Pour les développeurs, Google prévoit aussi une voie allégée destinée aux étudiants et hobbyistes. Ces comptes limités seront disponibles au moment du déploiement du nouveau flux avancé et n’exigeront ni frais d’inscription de 25 dollars, ni vérification d’identité complète, mais ils ne permettront de partager des applications qu’avec 20 appareils maximum. À l’inverse, les comptes de distribution complets devront bien passer par la vérification d’identité et l’enregistrement des apps.
Une ouverture préservée… mais beaucoup moins fluide
Sur le papier, Google peut donc affirmer qu’Android reste ouvert. Dans les faits, le sideloading va devenir une opération beaucoup plus lourde pour tout ce qui échappe à l’écosystème vérifié. Et c’est précisément ce qui alimente la colère d’une partie de la communauté Android et de l’écosystème open source. Des acteurs comme F-Droid considèrent que cette nouvelle couche de vérification et de friction menace directement la distribution alternative d’applications, même si Google présente le tout comme un compromis équilibré entre liberté et sécurité.

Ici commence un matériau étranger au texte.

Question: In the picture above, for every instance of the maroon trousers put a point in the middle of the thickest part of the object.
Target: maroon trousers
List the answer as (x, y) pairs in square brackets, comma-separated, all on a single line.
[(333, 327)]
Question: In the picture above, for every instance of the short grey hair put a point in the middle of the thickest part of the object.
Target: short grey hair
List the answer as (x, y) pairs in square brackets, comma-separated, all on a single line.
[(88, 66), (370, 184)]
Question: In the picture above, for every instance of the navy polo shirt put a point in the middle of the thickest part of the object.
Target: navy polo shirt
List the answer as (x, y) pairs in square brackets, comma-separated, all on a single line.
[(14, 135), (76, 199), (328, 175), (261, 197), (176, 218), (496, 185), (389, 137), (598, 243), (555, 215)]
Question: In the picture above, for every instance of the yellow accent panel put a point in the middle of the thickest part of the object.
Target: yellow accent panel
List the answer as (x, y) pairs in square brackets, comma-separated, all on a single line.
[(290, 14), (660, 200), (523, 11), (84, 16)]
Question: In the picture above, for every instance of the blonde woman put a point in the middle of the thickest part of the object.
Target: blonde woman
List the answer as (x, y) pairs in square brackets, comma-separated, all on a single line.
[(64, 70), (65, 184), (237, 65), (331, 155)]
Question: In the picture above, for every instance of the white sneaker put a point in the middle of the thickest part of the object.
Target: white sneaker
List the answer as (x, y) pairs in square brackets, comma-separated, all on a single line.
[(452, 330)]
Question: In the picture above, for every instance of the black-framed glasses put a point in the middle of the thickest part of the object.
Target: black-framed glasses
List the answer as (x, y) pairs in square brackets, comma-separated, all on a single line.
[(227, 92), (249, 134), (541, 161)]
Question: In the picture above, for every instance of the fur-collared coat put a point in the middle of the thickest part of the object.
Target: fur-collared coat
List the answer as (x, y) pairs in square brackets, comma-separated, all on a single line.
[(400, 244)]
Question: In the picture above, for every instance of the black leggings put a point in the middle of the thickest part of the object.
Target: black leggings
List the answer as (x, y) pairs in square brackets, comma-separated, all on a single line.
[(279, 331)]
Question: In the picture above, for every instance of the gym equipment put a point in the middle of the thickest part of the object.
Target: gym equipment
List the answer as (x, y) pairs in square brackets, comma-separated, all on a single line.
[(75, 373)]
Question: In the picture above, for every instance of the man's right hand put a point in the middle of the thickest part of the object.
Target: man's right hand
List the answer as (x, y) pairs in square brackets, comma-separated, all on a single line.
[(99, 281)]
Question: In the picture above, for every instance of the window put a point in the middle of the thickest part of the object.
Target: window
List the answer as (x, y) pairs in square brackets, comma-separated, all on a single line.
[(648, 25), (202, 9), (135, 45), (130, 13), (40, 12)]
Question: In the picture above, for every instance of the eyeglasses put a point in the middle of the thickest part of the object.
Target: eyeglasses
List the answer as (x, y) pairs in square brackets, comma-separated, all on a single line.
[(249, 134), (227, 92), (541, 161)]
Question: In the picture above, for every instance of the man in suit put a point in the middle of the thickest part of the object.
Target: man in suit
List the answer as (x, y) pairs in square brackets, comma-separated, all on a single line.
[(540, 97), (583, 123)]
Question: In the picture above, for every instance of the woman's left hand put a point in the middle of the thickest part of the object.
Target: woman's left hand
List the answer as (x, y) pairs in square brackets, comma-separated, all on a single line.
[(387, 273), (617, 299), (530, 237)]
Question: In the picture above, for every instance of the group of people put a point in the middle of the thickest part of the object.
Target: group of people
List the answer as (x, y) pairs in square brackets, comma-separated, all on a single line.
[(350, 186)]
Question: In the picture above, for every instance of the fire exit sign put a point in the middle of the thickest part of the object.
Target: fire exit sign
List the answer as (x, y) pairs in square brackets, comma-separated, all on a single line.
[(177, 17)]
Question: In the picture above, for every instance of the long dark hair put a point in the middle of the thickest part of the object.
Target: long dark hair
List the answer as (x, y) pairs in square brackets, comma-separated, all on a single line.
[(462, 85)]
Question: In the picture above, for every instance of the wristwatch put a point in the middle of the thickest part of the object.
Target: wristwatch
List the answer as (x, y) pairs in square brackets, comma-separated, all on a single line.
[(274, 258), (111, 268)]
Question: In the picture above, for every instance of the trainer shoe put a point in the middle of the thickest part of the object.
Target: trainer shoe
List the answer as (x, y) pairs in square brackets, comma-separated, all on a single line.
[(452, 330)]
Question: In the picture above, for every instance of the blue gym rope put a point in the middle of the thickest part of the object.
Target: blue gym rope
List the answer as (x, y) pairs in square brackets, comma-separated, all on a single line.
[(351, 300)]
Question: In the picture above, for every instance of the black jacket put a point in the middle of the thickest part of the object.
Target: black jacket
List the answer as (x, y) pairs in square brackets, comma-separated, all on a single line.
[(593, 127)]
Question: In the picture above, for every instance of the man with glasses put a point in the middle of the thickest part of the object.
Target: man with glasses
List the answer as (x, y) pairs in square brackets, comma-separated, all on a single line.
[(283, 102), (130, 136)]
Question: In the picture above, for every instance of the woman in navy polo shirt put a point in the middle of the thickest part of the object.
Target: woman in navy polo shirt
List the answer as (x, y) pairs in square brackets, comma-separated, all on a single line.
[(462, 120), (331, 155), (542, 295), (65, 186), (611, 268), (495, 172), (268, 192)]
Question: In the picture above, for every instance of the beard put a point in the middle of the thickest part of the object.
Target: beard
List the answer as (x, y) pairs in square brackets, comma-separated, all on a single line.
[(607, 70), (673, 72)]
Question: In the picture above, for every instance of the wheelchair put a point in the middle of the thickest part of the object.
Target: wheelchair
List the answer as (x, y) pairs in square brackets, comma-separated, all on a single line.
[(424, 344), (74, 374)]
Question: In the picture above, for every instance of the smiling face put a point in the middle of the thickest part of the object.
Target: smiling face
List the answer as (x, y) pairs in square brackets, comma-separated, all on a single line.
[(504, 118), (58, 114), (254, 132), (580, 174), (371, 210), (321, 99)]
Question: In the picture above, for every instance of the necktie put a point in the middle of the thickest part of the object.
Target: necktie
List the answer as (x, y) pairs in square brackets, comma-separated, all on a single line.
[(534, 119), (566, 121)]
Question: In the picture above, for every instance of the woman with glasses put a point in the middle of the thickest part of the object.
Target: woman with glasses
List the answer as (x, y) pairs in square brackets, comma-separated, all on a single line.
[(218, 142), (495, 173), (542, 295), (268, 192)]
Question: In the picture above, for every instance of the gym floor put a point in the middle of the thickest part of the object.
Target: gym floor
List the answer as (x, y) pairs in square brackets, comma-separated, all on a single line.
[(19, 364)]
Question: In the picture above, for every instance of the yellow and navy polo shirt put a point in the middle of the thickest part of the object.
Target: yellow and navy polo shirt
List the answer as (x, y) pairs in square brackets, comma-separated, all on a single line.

La logique de Google est pourtant facile à comprendre. L’entreprise rappelle que les applications sideloadées présentent historiquement un risque beaucoup plus élevé que celles issues du Play Store, avec des niveaux de malware bien supérieurs dans les données qu’elle cite. Le délai de 24 heures n’est pas là pour décourager les power users ; il est là pour casser les dynamiques d’urgence sur lesquelles reposent beaucoup d’arnaques. C’est une mesure psychologique autant que technique.
Le vrai changement, c’est la philosophie d’Android
Au fond, cette réforme dit quelque chose de plus large sur Android en 2026. Pendant longtemps, l’ouverture de la plateforme se mesurait surtout à la facilité avec laquelle on pouvait installer ce que l’on voulait, d’où l’on voulait. Désormais, Google cherche à conserver cette liberté tout en la requalifiant comme un acte « expert », plus rare, plus conscient, presque plus solennel. Le sideloading ne disparaît pas ; il change de statut.
Pour les utilisateurs avertis, la conséquence sera surtout une perte de fluidité. Pour les développeurs indépendants, le sujet est plus profond : il touche à la manière dont Android redéfinit peu à peu la frontière entre ouverture historique et gouvernance sécuritaire. Et c’est probablement là que se jouera le vrai débat dans les mois à venir.